Zhang J., Guo W., Carpenter J.S., Leroux A., Merikangas K.R., Martin N.G., Hickie I.B., Shou H., and Li H. (2022). Empirical likelihood tests for variance components in linear mixed-effects models.

See Also

GELvar

Examples


# Datasets "exampleNE0" and "exampleNE1" contain normal distributed longitudinal data.
# Datasets "exampleTE0" and "exampleTE1" contain t distributed longitudinal data.
# The fist variance components in the datasets "exampleNE0" and "exampleTE0" are zero.
# The fist variance components in the datasets "exampleNE1" and "exampleTE1" are 
# nonzero at the 24, 25, 26, 27 time points.

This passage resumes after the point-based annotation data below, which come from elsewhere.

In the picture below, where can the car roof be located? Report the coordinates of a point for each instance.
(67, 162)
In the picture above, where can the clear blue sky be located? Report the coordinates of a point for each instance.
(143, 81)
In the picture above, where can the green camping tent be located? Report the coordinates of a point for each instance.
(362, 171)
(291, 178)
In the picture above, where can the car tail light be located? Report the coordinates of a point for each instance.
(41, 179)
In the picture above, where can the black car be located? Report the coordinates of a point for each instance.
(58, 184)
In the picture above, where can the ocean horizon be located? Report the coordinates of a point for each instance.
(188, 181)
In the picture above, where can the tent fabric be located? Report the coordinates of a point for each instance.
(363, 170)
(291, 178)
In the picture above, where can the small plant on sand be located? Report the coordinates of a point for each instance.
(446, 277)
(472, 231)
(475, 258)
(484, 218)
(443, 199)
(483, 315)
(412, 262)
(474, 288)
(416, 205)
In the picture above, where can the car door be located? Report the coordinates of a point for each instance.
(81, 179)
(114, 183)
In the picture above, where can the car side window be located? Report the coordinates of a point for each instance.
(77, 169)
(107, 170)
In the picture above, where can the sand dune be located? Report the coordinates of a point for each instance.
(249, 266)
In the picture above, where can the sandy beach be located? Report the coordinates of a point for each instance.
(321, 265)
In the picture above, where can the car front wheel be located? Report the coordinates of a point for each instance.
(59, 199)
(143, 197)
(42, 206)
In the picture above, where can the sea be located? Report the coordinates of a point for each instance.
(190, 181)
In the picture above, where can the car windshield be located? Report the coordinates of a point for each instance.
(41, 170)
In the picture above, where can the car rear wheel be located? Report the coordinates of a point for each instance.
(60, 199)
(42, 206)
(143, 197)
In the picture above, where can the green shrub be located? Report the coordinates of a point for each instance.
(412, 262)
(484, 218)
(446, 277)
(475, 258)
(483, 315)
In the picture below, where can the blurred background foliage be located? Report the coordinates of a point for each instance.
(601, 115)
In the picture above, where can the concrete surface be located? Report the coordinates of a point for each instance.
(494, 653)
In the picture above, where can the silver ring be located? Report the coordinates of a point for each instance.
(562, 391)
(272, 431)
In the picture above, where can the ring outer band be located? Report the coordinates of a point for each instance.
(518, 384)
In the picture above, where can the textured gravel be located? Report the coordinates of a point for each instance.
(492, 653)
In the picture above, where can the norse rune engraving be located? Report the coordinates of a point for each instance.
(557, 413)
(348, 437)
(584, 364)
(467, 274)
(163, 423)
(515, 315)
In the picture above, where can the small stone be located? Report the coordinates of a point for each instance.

# X is an N by p matrix with N being the number of all observations and p being 
# the dimension of covariates.
# Y.all is an N by T matrix with T being the number of time points.
# Philist is an n list of design matrices of variance components with n being the 
# number of subjects. Its $i$th element Philist[[i]] is an $n_i$ by $n_id$ matrix 
# that combines design matrices of variance components by columns for the $i$th 
# subject, where $n_i$ is the number of repeated measures for the $i$th subject 
# and $d$ is the number of variance components.
# beta.all is a p by T matrix. Each column is the fixed effects at time t.
# thetastar is a d by T matrix. Each column is the variance components at time t.

    data(exampleNE0)
    re = multiELvar(X,Y.all,Philist,theta0=0)

A Matrix Representing True Variance Components

Description

This is a d by T matrix, where d is the number of variance components and T is the number of time points. Each column is the true variance components at time t.